At Medallion, we talk a lot about reducing administrative friction in healthcare. But what does that actually mean for patients? Our VP of Marketing Lauren Mitri Abalos put it in her own words — drawing on her own experience navigating maternity care in rural America. Originally published on her LinkedIn, we're sharing it here because the conversation is too important to keep in one place.

After my last piece, the messages came in fast. Different hospitals, different states, same story — unexpected bills after carefully planned deliveries, NICU stays that came with invoices no one warned them about, families doing everything right and still ending up on the phone with billing departments weeks after coming home with a newborn.

I wasn't surprised. But I was reminded, again, that this isn't a niche problem. It's the norm.

So here’s the part I didn't get to yet.

I knew going into my second delivery that the bills would be complicated. I learned that the hard way with my first. So I started calling three months before my due date.

I called insurance first and asked them exactly what questions I needed to bring to the hospital to confirm who would be in-network. Then I called the hospital. Then back to insurance with what I'd learned. Then back to the hospital again. Two or three rounds of calls, across two organizations, just to understand what I'd owe before I ever walked through the door.

I share that not to complain, but because I want to be honest about what "being a prepared patient" actually requires in this system. It requires time, persistence, and knowing which questions to ask, which most people only learn after getting burned once.

And even after all of that, here's what a single delivery generated: Four bills. One hospital stay.

  • A bill from my OB's office: my physician's fee for delivering my baby.
  • A bill from the hospital facility: the room, the medication, the baby's bassinet, the IV line.
  • A bill from the OB on-call: not my doctor, not a hospital employee, but a physician from another OB group who held privileges at that hospital, was pulled into my delivery, and billed independently.
  • And the anesthesiologist: if you read my last piece, you know how that one went.

According to a 2025 Peterson-KFF report, the average out-of-pocket cost for pregnancy and childbirth is $2,743 for patients with employer health insurance, and that assumes everything goes smoothly. Multiple bills for a single stay is standard. Most women just don't know that until it happens.

And then we had the pediatric bills.

Every day for the first ten days home, we were at our pediatrician's office for jaundice testing. After seven days, the numbers concerned our doctor enough that she sent us to the emergency department

Two more bills. One from the ED. One from the pediatric physician group contracted into that ED — not employed by the hospital, but privileged to practice there.

Two invoices. For one visit. For a ten-day-old.

Emergency doesn't come with a network directory. You go. You have to.

Here's what I didn't understand — and what I've realized most people never get to learn.

I work in healthcare technology. I spend my days thinking about provider operations. And I still didn't fully connect the dots until I was living it for the second time.

Credentialing, privileging, and payer enrollment are three entirely separate processes. And the gap between them is where patient billing breaks down.

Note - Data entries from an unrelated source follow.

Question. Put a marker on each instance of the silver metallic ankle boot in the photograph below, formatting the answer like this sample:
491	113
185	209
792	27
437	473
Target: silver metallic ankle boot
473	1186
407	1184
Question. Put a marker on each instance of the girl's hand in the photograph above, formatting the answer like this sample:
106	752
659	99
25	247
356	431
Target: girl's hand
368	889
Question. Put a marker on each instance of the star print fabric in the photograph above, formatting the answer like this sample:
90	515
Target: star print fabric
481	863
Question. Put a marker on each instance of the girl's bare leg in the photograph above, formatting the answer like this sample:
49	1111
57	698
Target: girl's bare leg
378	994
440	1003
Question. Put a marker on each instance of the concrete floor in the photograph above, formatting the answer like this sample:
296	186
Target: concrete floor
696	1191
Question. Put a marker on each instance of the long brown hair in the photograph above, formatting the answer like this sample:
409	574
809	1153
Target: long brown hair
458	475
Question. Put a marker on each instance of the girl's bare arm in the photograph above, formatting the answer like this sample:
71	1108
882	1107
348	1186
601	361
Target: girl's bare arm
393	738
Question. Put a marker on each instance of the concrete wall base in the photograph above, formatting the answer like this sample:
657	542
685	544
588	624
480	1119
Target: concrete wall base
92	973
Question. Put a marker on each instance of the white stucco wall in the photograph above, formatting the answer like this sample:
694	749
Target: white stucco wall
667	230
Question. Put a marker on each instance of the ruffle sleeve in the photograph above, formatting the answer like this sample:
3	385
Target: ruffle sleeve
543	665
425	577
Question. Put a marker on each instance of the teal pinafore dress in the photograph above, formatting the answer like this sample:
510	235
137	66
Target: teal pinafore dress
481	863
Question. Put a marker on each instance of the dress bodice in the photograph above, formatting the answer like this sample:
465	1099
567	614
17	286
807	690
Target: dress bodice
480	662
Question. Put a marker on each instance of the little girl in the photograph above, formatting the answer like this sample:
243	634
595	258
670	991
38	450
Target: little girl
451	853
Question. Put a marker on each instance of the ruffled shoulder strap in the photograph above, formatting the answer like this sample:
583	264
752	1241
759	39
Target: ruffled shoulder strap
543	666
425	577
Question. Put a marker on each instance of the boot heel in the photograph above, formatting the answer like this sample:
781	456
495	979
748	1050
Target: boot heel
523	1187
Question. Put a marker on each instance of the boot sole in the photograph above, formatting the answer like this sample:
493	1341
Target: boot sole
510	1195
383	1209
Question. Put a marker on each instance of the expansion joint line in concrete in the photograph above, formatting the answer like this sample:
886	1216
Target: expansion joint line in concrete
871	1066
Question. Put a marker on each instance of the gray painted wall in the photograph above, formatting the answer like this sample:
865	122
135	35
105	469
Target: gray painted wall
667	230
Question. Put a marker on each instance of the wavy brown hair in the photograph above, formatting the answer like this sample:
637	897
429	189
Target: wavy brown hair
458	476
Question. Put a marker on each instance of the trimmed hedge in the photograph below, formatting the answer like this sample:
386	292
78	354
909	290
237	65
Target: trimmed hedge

  1. Credentialing verifies that a provider is qualified to practice.
  2. Privileging authorizes them to perform specific procedures at a specific facility.
  3. Payer enrollment registers them as in-network with a specific insurance plan.

You can be credentialed. You can be privileged at a hospital. And still not be enrolled with a patient's insurance plan. Which means a provider can walk into a delivery room, do their job, and still generate an out-of-network bill — through no fault of the patient, and often through no fault of the provider either.

That's not a hypothetical. That's what happened in my delivery room.

And it's what happens to roughly 1 in 5 families who deliver at an in-network hospital.

The No Surprises Act was designed to protect patients from the worst of this — and it has helped. But it doesn't resolve the underlying coordination problem: a provider can be privileged at a facility and still not be enrolled with your specific plan, and no federal law closes that gap automatically.

Some of the organizations on those bills I received are Medallion customers. Others are ones we’ve sat across the table from. None of them are bad actors. But, managing credentialing, privileging, and payer enrollment across hundreds of providers, multiple facilities, and multiple payers is hard. And when it falls behind, patients end up holding the gap.

That's what Medallion is built to address. Not the insurance pricing model. Not CPT code policy. But the operational layer that determines whether a provider is enrolled and in-network before they walk into a room with a patient.

I want to be clear: I am fortunate. I have good insurance. I had the time and persistence to make those calls two months out. Most of what I owed was covered.

But we shouldn't have to wonder, mid-contraction, whether the epidural is covered. We shouldn't have to decode a pediatric ED bill while our newborn is under a bilirubin lamp.

If you've been there — welcome to a club nobody asked to join. And if you're on the other side of this, building and managing the systems that touch these moments: this is what it feels like from here.

Medallion can't fix the insurance system. But we can shrink the gap between a provider being qualified and a provider being enrolled, so the billing that follows a delivery reflects what patients were actually promised when they chose that hospital.

The work we do is operational. The reason it matters is personal.